One winter when I was about 16 was bad and I had a friend from Kenya who was at Cambridge uni doing a PhD. She had found lodgings in the attic of Sawston hall (Tudor Hall dating from 16th century) which in those days was privately owned by a truely eccentric british naval officer, the last of a long line of his family - desperately trying to keep the hall in one piece. Anyway there was such concern over ht roof that Liza, Tony and i were climbing out of attic windows with brooms frantically trying to brush the snow off and not kill our sleves in the process. There was probably about 12" 
It is really hard for us Brits to get our heads around what you are having to cope with.


----------



## fairlie (Sep 7, 2013)

Marzi said:


> Liza, Tony and i were climbing out of attic windows with brooms frantically trying to brush the snow off and not kill our sleves in the process. There was probably about 12"
> It is really hard for us Brits to get our heads around what you are having to cope with.


Thankfully none of you slipped off! That is the other problem, inexperienced people will go up with no safety equipment and completely destroy the roof shingles which will add to the misery of the rain.

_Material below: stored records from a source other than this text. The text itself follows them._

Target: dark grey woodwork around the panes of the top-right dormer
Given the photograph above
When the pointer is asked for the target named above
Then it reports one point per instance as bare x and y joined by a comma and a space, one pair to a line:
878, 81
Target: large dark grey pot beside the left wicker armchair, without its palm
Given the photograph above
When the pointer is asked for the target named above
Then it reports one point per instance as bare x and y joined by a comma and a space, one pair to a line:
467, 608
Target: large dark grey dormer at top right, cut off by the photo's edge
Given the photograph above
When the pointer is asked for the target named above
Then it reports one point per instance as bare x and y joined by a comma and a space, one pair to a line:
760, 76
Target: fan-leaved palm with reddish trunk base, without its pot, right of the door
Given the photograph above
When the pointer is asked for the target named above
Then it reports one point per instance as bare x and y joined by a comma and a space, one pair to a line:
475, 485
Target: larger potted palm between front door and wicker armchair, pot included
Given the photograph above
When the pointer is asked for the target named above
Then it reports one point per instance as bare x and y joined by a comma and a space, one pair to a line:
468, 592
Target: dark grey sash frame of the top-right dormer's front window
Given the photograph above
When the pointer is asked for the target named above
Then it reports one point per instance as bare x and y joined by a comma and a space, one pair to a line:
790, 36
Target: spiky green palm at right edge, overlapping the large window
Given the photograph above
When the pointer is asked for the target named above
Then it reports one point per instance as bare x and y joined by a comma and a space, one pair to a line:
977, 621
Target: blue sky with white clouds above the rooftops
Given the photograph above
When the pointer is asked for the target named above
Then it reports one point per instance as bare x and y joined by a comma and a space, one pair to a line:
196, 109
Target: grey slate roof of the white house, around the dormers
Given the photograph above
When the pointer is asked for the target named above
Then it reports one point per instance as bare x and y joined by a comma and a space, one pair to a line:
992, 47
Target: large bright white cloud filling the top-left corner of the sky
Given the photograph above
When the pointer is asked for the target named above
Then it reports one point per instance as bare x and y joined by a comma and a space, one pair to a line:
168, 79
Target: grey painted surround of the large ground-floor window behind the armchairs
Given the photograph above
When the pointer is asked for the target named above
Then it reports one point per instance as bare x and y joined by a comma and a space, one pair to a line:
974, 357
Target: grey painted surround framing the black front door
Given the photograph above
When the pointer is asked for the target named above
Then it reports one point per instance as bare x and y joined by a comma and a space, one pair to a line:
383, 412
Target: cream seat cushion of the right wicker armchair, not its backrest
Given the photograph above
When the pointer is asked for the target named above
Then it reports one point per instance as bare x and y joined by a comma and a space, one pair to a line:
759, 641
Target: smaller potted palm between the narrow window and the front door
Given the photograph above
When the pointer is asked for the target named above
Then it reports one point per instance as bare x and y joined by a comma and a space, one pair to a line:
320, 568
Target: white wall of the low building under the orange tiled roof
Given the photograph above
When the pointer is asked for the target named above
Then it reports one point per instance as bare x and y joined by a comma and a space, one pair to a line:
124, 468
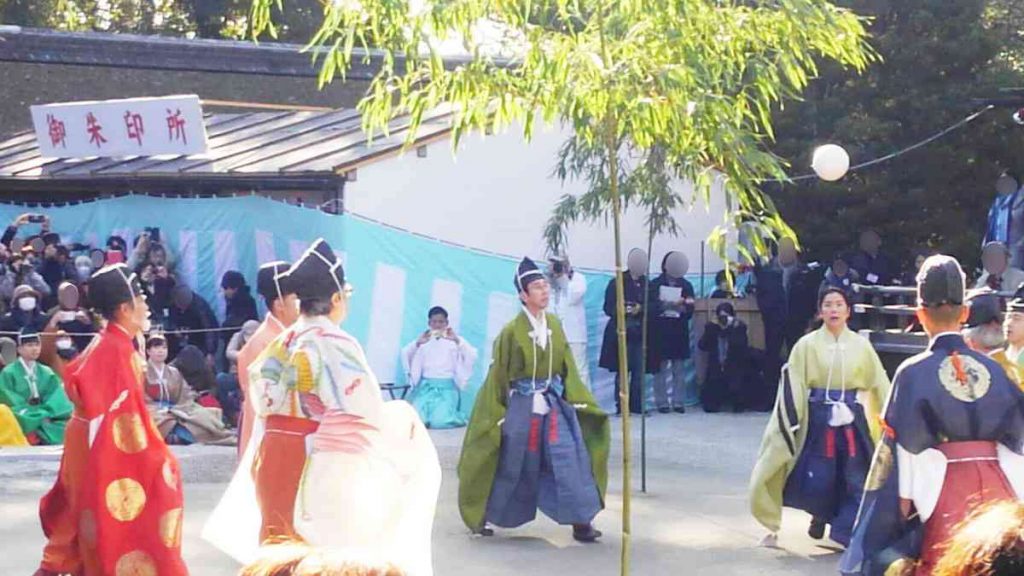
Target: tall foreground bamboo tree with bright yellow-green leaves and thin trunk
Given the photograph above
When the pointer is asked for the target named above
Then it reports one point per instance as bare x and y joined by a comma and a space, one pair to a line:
699, 77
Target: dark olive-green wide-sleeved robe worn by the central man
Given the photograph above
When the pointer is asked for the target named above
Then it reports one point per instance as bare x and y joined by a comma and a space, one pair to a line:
514, 360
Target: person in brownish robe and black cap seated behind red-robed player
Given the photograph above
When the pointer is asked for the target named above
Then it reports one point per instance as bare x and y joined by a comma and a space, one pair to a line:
173, 404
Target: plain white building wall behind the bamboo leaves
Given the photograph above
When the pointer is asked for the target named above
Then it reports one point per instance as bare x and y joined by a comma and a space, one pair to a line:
497, 195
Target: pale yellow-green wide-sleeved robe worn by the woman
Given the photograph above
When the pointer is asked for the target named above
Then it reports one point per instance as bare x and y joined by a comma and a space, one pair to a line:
855, 367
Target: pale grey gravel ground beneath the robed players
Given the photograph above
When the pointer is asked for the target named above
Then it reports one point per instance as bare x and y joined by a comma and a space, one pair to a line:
693, 520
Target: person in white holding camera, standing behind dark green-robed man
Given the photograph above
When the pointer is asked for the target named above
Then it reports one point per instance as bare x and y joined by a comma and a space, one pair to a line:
569, 289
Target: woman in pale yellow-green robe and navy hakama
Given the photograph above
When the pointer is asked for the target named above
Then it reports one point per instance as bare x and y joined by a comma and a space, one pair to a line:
826, 366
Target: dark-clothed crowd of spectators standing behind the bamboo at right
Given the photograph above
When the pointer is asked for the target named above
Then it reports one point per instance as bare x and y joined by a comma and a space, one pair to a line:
741, 375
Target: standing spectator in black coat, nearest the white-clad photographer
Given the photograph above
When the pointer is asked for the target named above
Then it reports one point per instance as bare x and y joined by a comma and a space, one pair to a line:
635, 285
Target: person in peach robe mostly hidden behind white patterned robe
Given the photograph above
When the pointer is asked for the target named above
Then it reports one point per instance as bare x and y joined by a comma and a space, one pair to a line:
283, 307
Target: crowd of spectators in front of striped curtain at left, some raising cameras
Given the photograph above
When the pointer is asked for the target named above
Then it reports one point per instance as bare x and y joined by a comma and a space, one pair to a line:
45, 289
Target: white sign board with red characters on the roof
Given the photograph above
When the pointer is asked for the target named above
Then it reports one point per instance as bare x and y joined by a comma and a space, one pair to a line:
117, 129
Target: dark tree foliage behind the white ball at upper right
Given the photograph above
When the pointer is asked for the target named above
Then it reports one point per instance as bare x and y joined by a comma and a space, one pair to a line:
937, 56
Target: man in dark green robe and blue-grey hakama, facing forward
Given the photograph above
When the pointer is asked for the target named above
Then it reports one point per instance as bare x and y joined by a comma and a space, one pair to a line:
537, 438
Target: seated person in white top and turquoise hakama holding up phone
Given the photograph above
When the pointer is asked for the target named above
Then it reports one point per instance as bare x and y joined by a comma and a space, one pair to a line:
439, 365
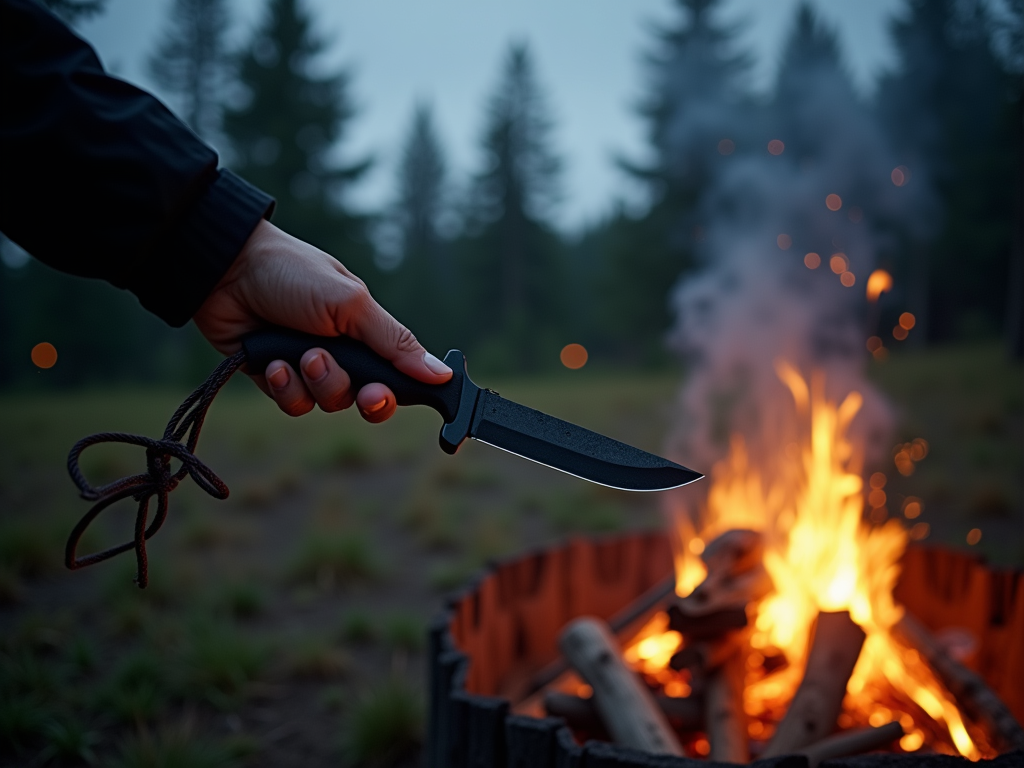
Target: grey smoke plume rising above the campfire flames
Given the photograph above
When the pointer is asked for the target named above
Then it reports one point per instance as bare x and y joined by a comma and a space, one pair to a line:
756, 302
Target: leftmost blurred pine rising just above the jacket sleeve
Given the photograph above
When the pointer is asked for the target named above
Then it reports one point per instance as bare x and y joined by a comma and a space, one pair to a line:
192, 63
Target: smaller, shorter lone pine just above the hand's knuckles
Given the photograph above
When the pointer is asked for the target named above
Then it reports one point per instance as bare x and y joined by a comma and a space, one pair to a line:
423, 281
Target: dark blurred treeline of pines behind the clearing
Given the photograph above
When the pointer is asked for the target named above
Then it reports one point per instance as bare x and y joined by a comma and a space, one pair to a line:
479, 263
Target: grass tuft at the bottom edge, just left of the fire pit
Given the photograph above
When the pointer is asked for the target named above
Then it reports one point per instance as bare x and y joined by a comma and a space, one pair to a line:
386, 726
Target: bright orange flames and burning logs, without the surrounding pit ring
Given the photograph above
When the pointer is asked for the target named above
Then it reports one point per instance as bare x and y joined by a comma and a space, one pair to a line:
786, 621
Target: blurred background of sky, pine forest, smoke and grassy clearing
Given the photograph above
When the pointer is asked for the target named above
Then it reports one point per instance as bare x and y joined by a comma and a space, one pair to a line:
616, 210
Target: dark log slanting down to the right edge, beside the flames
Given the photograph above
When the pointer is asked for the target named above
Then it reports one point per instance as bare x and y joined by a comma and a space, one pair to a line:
974, 698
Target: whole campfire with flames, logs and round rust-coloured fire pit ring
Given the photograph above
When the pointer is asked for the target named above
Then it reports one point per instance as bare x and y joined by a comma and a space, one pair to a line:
779, 632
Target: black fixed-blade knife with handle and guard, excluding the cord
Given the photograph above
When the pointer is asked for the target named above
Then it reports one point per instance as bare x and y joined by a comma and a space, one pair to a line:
483, 415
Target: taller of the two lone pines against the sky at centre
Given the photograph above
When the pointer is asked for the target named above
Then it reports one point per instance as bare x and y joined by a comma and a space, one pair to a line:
514, 268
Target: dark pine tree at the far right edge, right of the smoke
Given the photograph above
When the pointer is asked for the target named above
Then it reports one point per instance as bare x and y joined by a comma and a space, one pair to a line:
951, 108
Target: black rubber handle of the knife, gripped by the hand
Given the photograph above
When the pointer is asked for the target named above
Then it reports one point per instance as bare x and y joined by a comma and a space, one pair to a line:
362, 364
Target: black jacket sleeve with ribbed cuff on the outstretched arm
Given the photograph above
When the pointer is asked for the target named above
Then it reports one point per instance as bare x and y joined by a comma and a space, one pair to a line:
99, 179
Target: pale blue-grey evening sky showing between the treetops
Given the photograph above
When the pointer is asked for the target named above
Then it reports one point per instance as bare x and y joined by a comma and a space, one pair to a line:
448, 53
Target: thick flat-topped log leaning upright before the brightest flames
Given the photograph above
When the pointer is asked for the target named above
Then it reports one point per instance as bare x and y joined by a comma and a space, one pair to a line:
816, 707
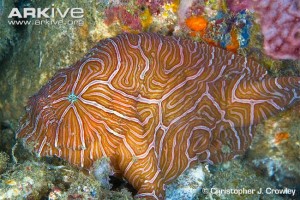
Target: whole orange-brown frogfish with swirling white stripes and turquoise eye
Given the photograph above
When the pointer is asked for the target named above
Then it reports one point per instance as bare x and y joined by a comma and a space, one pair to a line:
155, 106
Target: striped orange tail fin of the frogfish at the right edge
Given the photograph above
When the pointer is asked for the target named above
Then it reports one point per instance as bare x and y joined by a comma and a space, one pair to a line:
257, 100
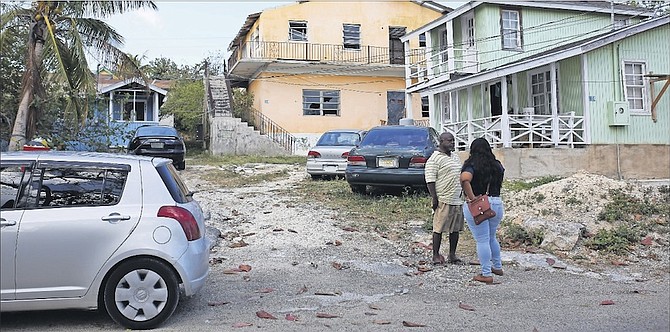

It is all very exciting to go through it at first, but it gets tiresome quickly when you run out of food, lose power and cannot get out at all.


----------



## flowerchild (Mar 21, 2012)

Yes, I just saw footage of a car repair shop within a mile of me with the roof collapsed. My house is a cape cod style, so very steep pitch to the roof. It's still covered, though! But it's brand new, so I'm not too worried.

Marzi, they are telling people to prepare now for flooding Sunday and Monday, but it's not easy to do when you can't drive! I'm far enough from water, I should be ok. But it will be very wet!

It is still coming down, very hard, I shoveled Bette's little place and around the furnace vents 1/2 hour ago, and it needs to be done again. Unreal, but hopefully almost over!

I'm attaching a weather map for today...you can see my little Hamburg in a bad spot--dark colors are the hardest hit. Buffalo is completely out of it. Canada is right there on the left, Fort Erie is in Canada, and just an hour or so to Renette's and a bit more to Camp Amanda! If it showed just north of buffalo, there is Niagara Falls!


----------



## lady amanda (Nov 26, 2010)

oh Sue....yikes.


----------



## flowerchild (Mar 21, 2012)

it's over! arty2:arty2:arty2::whoo::whoo:arty::XD:


----------



## lady amanda (Nov 26, 2010)

Wahoooooooooooooooo!!!!!!!!!!!


----------



## flowerchild (Mar 21, 2012)

Just got the snow totals. My town, Hamburg, NY got 84.5 inches or 214.63 cm!!
And roads are opening today! My mini will remain in garage until next week, but we may get my neighbor's car out tomorrow!


----------



## flowerchild (Mar 21, 2012)

Right now it looks like this


----------



## fairlie (Sep 7, 2013)

Good news!  How is your roof holding out?


----------



## flowerchild (Mar 21, 2012)

No problems, at least yet, Fairlie! An elderly friend is waiting for the police to pick her up and bring her here (she's about a mile away). Her roof is creaking. She'll stay with my neighbor, we're all friends, because I don't keep my house as hot as she likes it!

I've got a path half done between my house and said neighbors. She drives a big old Buick that we'll all use until the snow piles are lower than my mini's roof!My front door is blocked, and I'll either wait for the rain tomorrow, or dig from my deck. 

Poor Bette is very unhappy. No running around.


----------



## Tinman (Apr 23, 2013)

Wow that is some serious snow scenes!!
Glad your all safe x


----------